Olay, 25 Mart 2012 Pazar günü Iğdır'a 11 kilometre uzaklıktaki Küllük Köyü'nde meydana geldi. Kamyon şoförü babasının evde olmadığı sırada Melekli Beldesi'ndeki halasına gitmek isteyen Sezen Ağbaş buna karşı çıkan anne ve ablası ile tartıştı. İddiaya göre, Sezen Ağbaş evden çıkmak isterken annesi ve ablası tarafından yere yatırılarak elleri bağlandı. Abla Nazan Ağbaş, kardeşinin cep telefonu, nüfus cüzdanı ve kredi kartını aldı. Elleri bağlı haldeyken anne ve ablasının kendini dövüp işkence yaptığını belirten Sezen Ağbaş, şöyle dedi:

"Annem tornavidayı, ablam toplu iğneyi vücudumun çeşitli yerlerine batırıyordu. Yaklaşık 15 saat ellerim bağlı kaldım. Saat 23.00 sıralarında kendi çabalarımla elimi açarak evden kaçtım. Köydeki arkadaşım H.Y.'nin evine gittim. Jandarmayı aramasını istedim. O da sakin olmamı istedi. Geceyi burada geçirdim. Ertesi gün akşam saatlerine kadar arkadaşımın evinde kaldım. Saat 22.00 sıralarında annem ve ablam yerimi öğrenmişler. Eve gelerek beni götürmek istedi. Bende evden Jandarmayı arayarak yardım istedim. Köye gelen jandarma beni, annemi ve ablamı alarak karakola götürdü. Hepimizin ifadeleri alındı. Ben her ikisinden de şikayetçi oldum.
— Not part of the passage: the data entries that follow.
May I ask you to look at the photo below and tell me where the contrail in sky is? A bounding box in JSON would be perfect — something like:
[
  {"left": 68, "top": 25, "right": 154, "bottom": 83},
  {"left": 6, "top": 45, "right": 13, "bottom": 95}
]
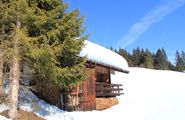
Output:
[{"left": 116, "top": 0, "right": 185, "bottom": 48}]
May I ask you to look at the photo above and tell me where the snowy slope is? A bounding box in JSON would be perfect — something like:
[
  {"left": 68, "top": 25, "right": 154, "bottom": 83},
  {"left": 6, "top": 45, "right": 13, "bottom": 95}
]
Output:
[
  {"left": 111, "top": 68, "right": 185, "bottom": 120},
  {"left": 0, "top": 116, "right": 10, "bottom": 120},
  {"left": 62, "top": 68, "right": 185, "bottom": 120},
  {"left": 1, "top": 67, "right": 185, "bottom": 120},
  {"left": 0, "top": 104, "right": 10, "bottom": 120}
]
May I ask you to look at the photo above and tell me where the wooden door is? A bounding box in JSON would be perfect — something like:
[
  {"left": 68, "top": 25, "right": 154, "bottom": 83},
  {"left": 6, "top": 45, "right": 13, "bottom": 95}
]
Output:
[{"left": 79, "top": 67, "right": 96, "bottom": 111}]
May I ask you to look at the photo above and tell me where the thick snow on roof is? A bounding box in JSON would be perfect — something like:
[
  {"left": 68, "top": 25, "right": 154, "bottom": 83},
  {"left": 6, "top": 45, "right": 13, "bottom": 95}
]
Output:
[{"left": 79, "top": 40, "right": 128, "bottom": 72}]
Annem ve ablam ifadelerinden sonra serbest bırakıldı."

Tedavi için götürüldüğü hastanede beyin travması geçirdiği ve vücudunun değişik yerlerinde morluklar bulunduğu belirtilen Sezen Ağbaş, savcılığın önerdiği kadın sığınma evini kabul etmeyerek Iğdır'daki bir arkadaşının yanında kalacağını söyledi. Kardeşinin evli bir doktorla ilişkisi bulunduğunu iddia eden Nazan Ağdaş, "Sezen'in cep telefonuna gelen mesajları gördüm. Pazar günü de o doktorla buluşacaktı. Onun için dışarı çıkmasına izin vermedik. Ellerini bağladık ama işkence yapmadık" diye konuştu.

Biri erkek 5 çocuk annesi Nurgül Ağdaş ise, bir annenin evladına işkence yapmasının mümkün olmayacağını söyledi. Kamyon şoförü olarak çalışan eşi Musa'nın eve geldiğinde duydukları ile çok üzüleceğini belirterek, "Herşeyi evladımın iyiliği için yaptım" dedi.